Inclusive or Exclusive Global Development?

Start time:

November 21, 2018 @ 11:30 am - 5:00 pm

EST

Location:

Interdisciplinary Global Development Centre, University of York, United Kingdom, York, England

Type:

Workshop

Description

Microfinance and then financial inclusion have become buzzwords in international development. Such initiatives have mobilised and generated large amounts of development funding, despite substantial amount of critique. Such critiques call for a more impartial assessment of the effectiveness of financial inclusion on the grounds that funds for microfinance, they argue, displaced development spendings on healthcare, education or infrastructure. In addition, the focus on expansion of financial markets to ‘bank’ and financially ‘include’ the poor may divert attention from more comprehensive and effective poverty reduction strategies. Critiques of this ‘way of doing development’ are often sidelined and labelled as ‘extreme’, ‘sloppy’ or ideology-driven rather than evidence-based. We believe that there is a need for contemporary development scholars from all disciplines to engage in those debates. This half-day workshop would bring in such scholars to discuss what we have learned from a decade of research on the microfinance, and how financial inclusion and the emergence of fintech may offer new opportunities – as well as risks – in for inclusive global development.

Confirmed Speakers:
Milford Bateman, Richard Kozul-Wright (UNCTAD), Stephanie Blankenburg (UNCTAD), Kate Pickett (University of York),Lena Rethel (University of Warwick)

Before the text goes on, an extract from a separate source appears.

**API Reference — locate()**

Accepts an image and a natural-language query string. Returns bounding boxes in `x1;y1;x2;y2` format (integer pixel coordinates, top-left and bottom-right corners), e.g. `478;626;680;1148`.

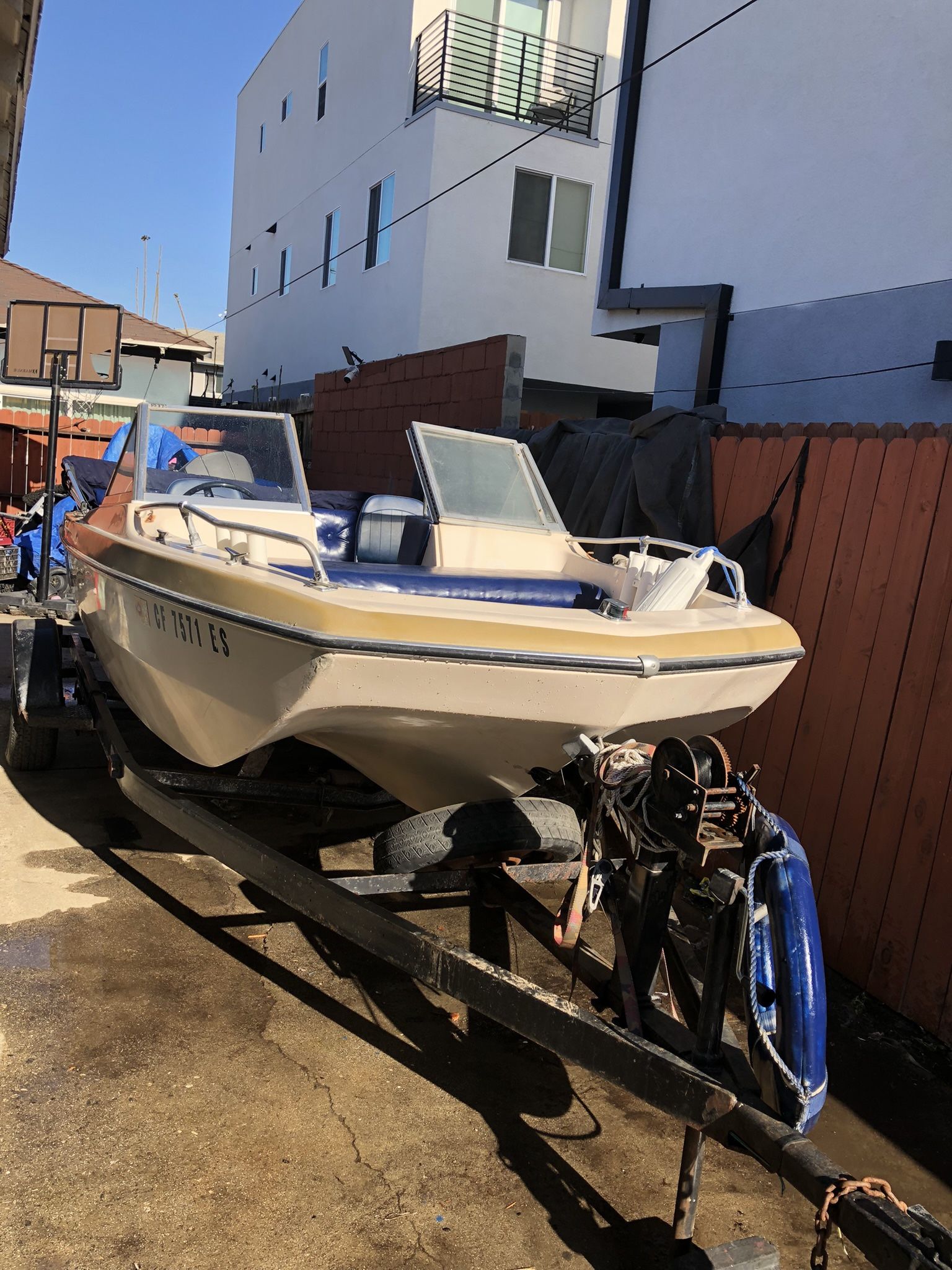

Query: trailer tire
5;696;60;772
373;797;583;874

The discussions will be guided by the following questions:

The political economy of micro-finance. How was is sustained for so long, despite its failures?

What have we learned from failures of microfinance? How is financial inclusion different?

How can we build a sustainable global system for development finance?

What are the opportunities offered by fintech? What are the risks?

What is global about microfinance?

What are the alternatives to microfinance?

To what extent can financial inclusion serve inclusive development?

In the wake of the release of the book The
Rise and Fall of Global Microcredit: Development, Debt and Disillusion

(edited by Milford Bateman, Richard Kozul-Wright, Stephanie Blankenburg), we will scrutinize these questions through both in depth parallel sessions and a roundtable with a variety of perspectives on the issue. The goal is to bring scholars together from different disciplines and career stages to inform each others thinking.

Breakout sessions: These 3 parallel sessions
will be for early career researcher presentations. The parallel sessions will be chaired by Roundtable presenters, who will be tasked with bringing the discussion emerging from the breakout sessions into the Roundtable discussion. The themes of the parallel sessions are: 1) Unpacking financial inclusion as a development tool, 2) Political Economy and Macroeconomic Implications of Financial Inclusion, and 3) Alternatives to Financial Inclusion.
See full CfP here.

Roundtable:
The Roundtable aims to bring people from different perspectives together. Guiding questions for the Roundtable will be: What is [truly] inclusive finance for development? How does fintech offer opportunities for development? How does financialization offer opportunities and challenges related to development? How can global development institutions foster inclusive finance for development? What is the appropriate role for academics in scrutinizing and promoting inclusive development finance?
Kate Pickett (University of York) will chair the discussion.